We solve the problem efficiently by following these steps:

  • 1. Initialize a running sum:
    Start from the end of the shifts array and move leftwards, keeping track of the sum of all shifts seen so far.
  • 2. For each character, compute its total shift:
    For character at index i, the total shift is the sum of shifts[i] and all values to its right.
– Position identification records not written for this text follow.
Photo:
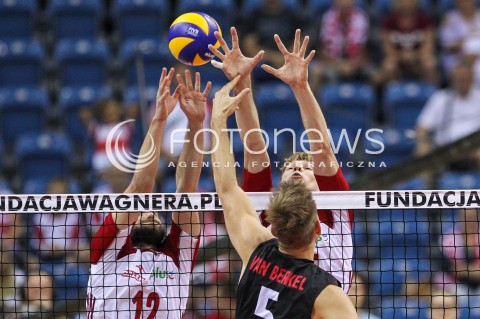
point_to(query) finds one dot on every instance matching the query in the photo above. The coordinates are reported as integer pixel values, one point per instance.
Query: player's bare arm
(193, 103)
(333, 303)
(243, 226)
(144, 179)
(294, 72)
(235, 63)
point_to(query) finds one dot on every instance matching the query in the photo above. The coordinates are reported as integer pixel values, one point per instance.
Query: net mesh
(408, 263)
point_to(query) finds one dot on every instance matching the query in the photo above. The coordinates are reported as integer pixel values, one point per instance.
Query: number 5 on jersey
(263, 297)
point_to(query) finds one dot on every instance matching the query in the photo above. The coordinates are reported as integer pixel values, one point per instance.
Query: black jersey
(275, 285)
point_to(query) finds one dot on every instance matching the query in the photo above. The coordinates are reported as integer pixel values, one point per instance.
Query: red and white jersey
(131, 283)
(334, 248)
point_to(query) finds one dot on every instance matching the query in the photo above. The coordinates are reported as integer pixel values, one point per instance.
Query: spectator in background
(343, 37)
(451, 114)
(100, 122)
(259, 28)
(460, 34)
(408, 42)
(358, 295)
(461, 251)
(443, 304)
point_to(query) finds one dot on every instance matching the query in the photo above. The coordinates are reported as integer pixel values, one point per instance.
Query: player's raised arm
(144, 178)
(243, 226)
(235, 63)
(193, 103)
(295, 73)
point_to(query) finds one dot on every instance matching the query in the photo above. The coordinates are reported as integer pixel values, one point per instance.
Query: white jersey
(132, 283)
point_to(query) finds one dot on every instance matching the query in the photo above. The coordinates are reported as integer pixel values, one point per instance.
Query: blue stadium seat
(22, 110)
(39, 186)
(16, 17)
(316, 8)
(278, 107)
(153, 54)
(139, 19)
(70, 101)
(401, 307)
(75, 19)
(347, 105)
(250, 5)
(403, 102)
(43, 155)
(223, 11)
(390, 146)
(20, 63)
(82, 62)
(459, 180)
(380, 8)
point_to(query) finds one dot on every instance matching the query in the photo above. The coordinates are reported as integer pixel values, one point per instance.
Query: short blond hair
(292, 213)
(299, 156)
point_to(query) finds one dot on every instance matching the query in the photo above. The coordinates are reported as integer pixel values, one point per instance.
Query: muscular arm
(333, 303)
(144, 179)
(235, 63)
(243, 226)
(187, 177)
(295, 73)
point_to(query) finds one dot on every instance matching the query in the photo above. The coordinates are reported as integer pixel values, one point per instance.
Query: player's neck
(301, 253)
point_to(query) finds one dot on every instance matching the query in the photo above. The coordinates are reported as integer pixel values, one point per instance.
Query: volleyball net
(416, 254)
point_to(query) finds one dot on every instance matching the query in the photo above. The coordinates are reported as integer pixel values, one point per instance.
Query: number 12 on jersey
(263, 297)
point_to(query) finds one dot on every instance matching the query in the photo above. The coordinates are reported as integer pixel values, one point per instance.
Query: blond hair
(299, 156)
(292, 213)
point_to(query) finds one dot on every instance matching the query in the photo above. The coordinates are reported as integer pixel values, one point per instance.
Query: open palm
(294, 71)
(233, 61)
(193, 102)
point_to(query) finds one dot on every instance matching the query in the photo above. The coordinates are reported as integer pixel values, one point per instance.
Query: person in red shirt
(408, 42)
(319, 169)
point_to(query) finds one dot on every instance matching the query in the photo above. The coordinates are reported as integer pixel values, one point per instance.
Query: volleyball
(189, 37)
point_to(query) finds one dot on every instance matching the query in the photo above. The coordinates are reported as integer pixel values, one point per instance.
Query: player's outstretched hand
(166, 102)
(233, 61)
(223, 104)
(193, 102)
(294, 72)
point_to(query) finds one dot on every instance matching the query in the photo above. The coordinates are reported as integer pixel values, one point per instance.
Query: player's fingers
(235, 44)
(310, 56)
(296, 42)
(207, 90)
(230, 85)
(188, 80)
(303, 49)
(240, 96)
(223, 44)
(280, 45)
(217, 53)
(177, 91)
(267, 68)
(197, 81)
(218, 65)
This can be done efficiently using the running sum.
  • 3. Apply the shift to each character:
    For each character, convert it to a number (0 for 'a', 1 for 'b', ..., 25 for 'z'), add the running sum (modulo 26 for wrap-around), and convert it back to a character.
  • 4. Build and return the final string:
    After processing all characters, join them into the result string.
This approach ensures each character and shift is processed only once, resulting in O(n) time.

Example Walkthrough

Example:
s = "abc", shifts = [3,5,9]

Let's trace the process:

  • Start from the end: running_sum = 0
  • i = 2: running_sum += 9 → running_sum = 9
    - Shift 'c' by 9: ('c' is 2, (2+9)%26 = 11) → 'l'
  • i = 1: running_sum += 5 → running_sum = 14
    - Shift 'b' by 14: ('b' is 1, (1+14)%26 = 15) → 'p'
  • i = 0: running_sum += 3 → running_sum = 17
    - Shift 'a' by 17: ('a' is 0, (0+17)%26 = 17) → 'r'
Final result: "rpl"
Each character is shifted by the sum of shifts from its position to the end, efficiently calculated in a single pass.

Code Implementation

class Solution:
    def shiftingLetters(self, s: str, shifts: List[int]) -> str:
        n = len(s)
        res = []
        total = 0
        for i in range(n-1, -1, -1):
            total = (total + shifts[i]) % 26
            shifted = (ord(s[i]) - ord('a') + total) % 26
            res.append(chr(shifted + ord('a')))
        return ''.join(res[::-1])
      
class Solution {
public:
    string shiftingLetters(string s, vector<int>& shifts) {
        int n = s.size();
        int total = 0;
        string res = s;
        for (int i = n - 1; i >= 0; --i) {
            total = (total + shifts[i]) % 26;
            res[i] = (s[i] - 'a' + total) % 26 + 'a';
        }
        return res;
    }
};
      
class Solution {
    public String shiftingLetters(String s, int[] shifts) {
        int n = s.length();
        int total = 0;
        char[] res = s.toCharArray();
        for (int i = n - 1; i >= 0; --i) {
            total = (total + shifts[i]) % 26;
            res[i] = (char) ((s.charAt(i) - 'a' + total) % 26 + 'a');
        }
        return new String(res);
    }
}
      
var shiftingLetters = function(s, shifts) {
    let n = s.length;
    let total = 0;
    let res = [];
    for (let i = n - 1; i >= 0; --i) {
        total = (total + shifts[i]) % 26;
        let shifted = (s.charCodeAt(i) - 97 + total) % 26;
        res[i] = String.fromCharCode(shifted + 97);
    }
    return res.join('');
};

Time and Space Complexity

Brute-force Approach:

  • For each shifts[i], shift the first i+1 characters, resulting in O(n2) time.
  • Not feasible for large input sizes.
Optimized Approach:
  • Single pass from right to left, O(n) time, where n is the length of s and shifts.
  • Space: O(n) for the output string (or O(1) extra if modifying in-place).
Why: Each character and shift is processed exactly once, and all arithmetic is constant-time.

Summary

The Shifting Letters problem is a classic case where a naive approach is too slow, but a simple cumulative sum trick leads to an efficient solution. By processing the shifts from right to left and keeping a running total, we shift each character the correct number of times in just one pass. This results in a clean, fast, and elegant solution suitable for large inputs.